Death Race — The First Video Game Moral Panic

Exidy’s 1976 arcade game, in which players ran over shrieking "gremlins" that turned into tombstones, triggered the first organised public outcry over video game violence — a full 17 years before Mortal Kombat.

Death Race

The Blueprint for Every Panic That Followed

What makes Death Race historically significant is not its crude monochrome graphics but its role as a first draft. Nearly every element of later moral panics is already present in 1976: lurid press coverage, an expert warning of psychological harm, safety and advocacy groups demanding action, and — crucially — a surge in sales driven by the very notoriety meant to suppress the game. Exidy could not have bought better advertising than the condemnation it received.
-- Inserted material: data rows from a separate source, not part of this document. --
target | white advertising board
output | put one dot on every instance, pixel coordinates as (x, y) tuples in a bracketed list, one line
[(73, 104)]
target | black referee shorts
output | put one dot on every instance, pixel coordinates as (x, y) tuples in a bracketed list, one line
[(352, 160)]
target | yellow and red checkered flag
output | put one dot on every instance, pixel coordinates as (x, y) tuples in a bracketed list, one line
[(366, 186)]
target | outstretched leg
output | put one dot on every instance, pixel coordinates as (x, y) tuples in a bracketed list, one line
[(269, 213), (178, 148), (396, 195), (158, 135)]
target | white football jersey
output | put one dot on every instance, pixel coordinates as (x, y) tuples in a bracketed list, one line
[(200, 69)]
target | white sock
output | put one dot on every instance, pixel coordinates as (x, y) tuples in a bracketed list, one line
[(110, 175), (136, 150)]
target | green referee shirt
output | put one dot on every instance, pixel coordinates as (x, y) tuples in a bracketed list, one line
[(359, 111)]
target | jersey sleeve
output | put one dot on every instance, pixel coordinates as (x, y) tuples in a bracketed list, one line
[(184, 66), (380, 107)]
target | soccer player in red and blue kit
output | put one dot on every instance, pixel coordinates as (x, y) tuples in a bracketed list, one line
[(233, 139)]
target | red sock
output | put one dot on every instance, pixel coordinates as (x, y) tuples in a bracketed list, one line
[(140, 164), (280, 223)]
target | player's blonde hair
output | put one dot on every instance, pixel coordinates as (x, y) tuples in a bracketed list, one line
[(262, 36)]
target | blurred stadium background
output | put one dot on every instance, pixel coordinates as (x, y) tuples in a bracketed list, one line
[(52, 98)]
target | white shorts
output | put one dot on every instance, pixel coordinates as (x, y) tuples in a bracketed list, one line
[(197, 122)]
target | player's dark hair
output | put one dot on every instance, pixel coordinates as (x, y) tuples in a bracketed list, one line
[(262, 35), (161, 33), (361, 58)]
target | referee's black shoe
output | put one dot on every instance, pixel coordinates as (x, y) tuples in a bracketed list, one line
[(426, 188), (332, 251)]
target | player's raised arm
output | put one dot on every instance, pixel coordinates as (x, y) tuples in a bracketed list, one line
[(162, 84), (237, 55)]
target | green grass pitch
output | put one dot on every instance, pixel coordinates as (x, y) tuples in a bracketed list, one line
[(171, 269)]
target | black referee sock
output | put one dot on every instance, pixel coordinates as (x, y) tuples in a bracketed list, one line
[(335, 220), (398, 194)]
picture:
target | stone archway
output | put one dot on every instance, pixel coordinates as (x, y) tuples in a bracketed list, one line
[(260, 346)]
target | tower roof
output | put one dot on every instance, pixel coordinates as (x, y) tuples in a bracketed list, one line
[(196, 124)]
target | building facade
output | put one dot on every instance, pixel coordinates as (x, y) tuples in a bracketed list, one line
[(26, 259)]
The "gremlins" defence — that the targets were monsters, not people — also previews a recurring tactic in games censorship, one that would resurface two decades later when Carmageddon swapped its human victims for zombies. Death Race proved that controversy sells, a lesson the industry would exploit deliberately by the time Grand Theft Auto arrived.

Outcome

The controversy backfired commercially — the publicity drove up demand and prompted another production run — but protests kept total output to roughly 500 units. More importantly, it set the enduring cultural pattern: a new medium accused of corrupting the young, media amplification, and sales boosted rather than dampened by the outrage. It is remembered as the birth of the video-game "violence debate" that would recur with Mortal Kombat, Doom, and Grand Theft Auto.